Cubic power: the non-negotiable math
If average wind rises from 4 m/s to 5 m/s:
P₂/P₁ = (5/4)³ ≈ 1.95 → nearly double the energy
Drop from 6 m/s to 4 m/s:
(4/6)³ ≈ 0.30 → 70% less power from the same rotor
That is why installers obsess over one more m/s on the mast. It is also why a “breezy” backyard at ground level may be a poor turbine site at 12 m.
Tower height and obstacles
Wind near the ground is slowed by friction and turbulence. Houses, tree lines, and berms create:
- Wake deficits downwind of obstacles
- Turbulence intensity that fatigues small rotors and cuts efficiency
- Vertical shear — wind may be 50–100% stronger just above the roofline
Rules of thumb for planning (not permitting):
| Practice | Why |
|---|---|
| Hub well above roof/trees (often 10 m+ clear) | Escape slow, chaotic layer |
| Prevailing wind sector open | Unobstructed fetch |
| Avoid mounting on short patio masts | Looks cheap, performs worse |
Measure at proposed hub height for a year if possible.
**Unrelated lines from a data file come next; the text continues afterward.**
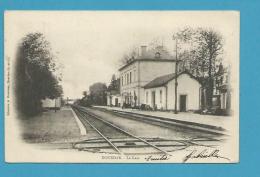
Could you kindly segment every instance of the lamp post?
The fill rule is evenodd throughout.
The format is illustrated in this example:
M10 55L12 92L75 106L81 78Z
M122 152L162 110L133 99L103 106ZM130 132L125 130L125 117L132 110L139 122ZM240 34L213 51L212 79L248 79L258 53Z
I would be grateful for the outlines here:
M177 111L177 99L178 99L178 39L177 37L173 36L173 40L175 40L175 87L174 87L174 92L175 92L175 104L174 104L174 113L178 114Z

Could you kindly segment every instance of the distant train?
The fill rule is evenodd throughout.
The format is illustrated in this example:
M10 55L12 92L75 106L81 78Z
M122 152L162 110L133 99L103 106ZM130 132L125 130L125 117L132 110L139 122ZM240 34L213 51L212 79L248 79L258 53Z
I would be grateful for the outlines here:
M46 98L42 100L43 109L59 110L61 108L61 97L56 99Z

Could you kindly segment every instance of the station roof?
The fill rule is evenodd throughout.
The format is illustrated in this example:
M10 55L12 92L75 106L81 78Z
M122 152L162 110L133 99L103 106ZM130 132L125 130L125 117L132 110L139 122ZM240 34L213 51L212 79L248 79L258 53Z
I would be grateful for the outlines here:
M147 62L147 61L153 61L153 62L175 62L175 59L153 59L153 58L137 58L137 59L133 59L131 61L129 61L127 64L125 64L124 66L120 67L118 71L123 70L124 68L126 68L127 66L137 62L137 61L142 61L142 62Z

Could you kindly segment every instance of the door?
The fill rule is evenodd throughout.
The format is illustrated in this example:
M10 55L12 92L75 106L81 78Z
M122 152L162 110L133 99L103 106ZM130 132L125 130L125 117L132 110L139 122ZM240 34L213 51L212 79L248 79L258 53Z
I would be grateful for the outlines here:
M115 99L115 106L118 106L118 98Z
M155 91L152 91L152 108L155 107Z
M186 111L187 95L180 95L180 111Z

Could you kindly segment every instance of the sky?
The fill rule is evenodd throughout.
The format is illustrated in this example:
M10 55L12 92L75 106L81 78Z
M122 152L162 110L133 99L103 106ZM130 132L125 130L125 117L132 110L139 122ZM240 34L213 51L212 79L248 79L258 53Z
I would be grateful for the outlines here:
M109 84L133 47L158 40L173 54L172 35L183 27L213 28L223 35L224 59L237 61L239 14L235 11L6 11L5 57L15 61L28 33L50 41L62 67L64 97L81 98L95 82Z

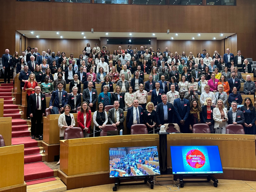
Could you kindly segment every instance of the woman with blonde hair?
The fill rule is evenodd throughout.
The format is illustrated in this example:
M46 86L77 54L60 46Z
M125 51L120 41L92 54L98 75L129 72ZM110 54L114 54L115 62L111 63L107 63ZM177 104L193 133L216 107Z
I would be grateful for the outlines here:
M226 134L226 127L228 125L227 110L221 99L218 100L216 104L216 107L213 109L213 114L215 133ZM217 127L220 129L217 129Z

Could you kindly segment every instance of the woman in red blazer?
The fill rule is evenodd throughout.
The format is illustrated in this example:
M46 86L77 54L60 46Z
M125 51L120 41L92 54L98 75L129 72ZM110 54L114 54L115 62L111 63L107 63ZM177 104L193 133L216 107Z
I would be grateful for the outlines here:
M84 137L87 137L90 134L90 127L92 122L92 114L88 106L88 104L85 101L82 103L81 109L77 114L78 126L83 130Z

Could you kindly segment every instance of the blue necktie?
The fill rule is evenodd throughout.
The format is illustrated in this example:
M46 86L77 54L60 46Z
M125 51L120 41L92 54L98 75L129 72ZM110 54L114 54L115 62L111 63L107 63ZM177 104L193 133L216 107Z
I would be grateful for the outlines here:
M139 114L138 113L138 108L136 109L136 120L137 120L137 124L140 124L140 121L139 120Z

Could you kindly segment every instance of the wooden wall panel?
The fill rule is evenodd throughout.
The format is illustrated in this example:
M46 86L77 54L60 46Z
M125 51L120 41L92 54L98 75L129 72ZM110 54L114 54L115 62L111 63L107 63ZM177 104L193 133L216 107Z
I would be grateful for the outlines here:
M87 43L90 44L91 47L94 47L95 43L100 45L99 39L29 39L28 42L26 42L26 47L30 46L31 48L36 47L40 54L43 51L46 51L50 49L52 52L57 54L58 51L64 52L68 57L71 53L74 54L75 58L78 58L79 55L82 54L82 50Z
M177 51L178 55L181 55L185 51L188 55L191 51L195 57L199 52L202 54L204 49L210 54L210 57L212 56L215 51L219 52L221 49L220 41L219 40L158 40L157 46L162 52L165 51L165 47L167 47L174 54Z

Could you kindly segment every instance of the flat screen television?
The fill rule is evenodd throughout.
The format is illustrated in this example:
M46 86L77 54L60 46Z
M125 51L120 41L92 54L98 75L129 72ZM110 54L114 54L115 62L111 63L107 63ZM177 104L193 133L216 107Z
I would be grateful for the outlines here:
M170 147L173 174L223 173L218 146Z
M160 175L157 146L109 148L109 177Z

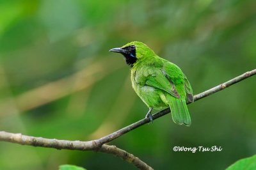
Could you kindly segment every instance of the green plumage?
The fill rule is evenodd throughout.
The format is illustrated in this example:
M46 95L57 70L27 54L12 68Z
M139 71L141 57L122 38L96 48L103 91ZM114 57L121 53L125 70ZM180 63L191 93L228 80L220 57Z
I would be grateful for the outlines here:
M157 110L170 107L175 123L189 126L186 102L193 102L193 91L181 70L141 42L132 42L120 49L122 52L118 52L131 65L132 88L144 103Z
Ground-level handheld readings mislead.
When small wind pays vs. solar-only
Favors wind:
- Open rural parcel with documented mean wind > 5–6 m/s at hub
- Night loads (EV, heat, backup) you want to offset
- Existing tall tower or barn with structural path
Favors solar first:
- Suburban lot with tree canopy
- Weak mean wind (< 4 m/s) even after mast
- HOA / noise / shadow flicker constraints
Run the calculator with conservative wind and realistic efficiency (30–40%). Compare annual kWh to a PV array occupying similar budget.
Small wind is not “free energy.” It is cubic energy—paid for in steel height and honest wind data. Skip either and the turbine becomes lawn art.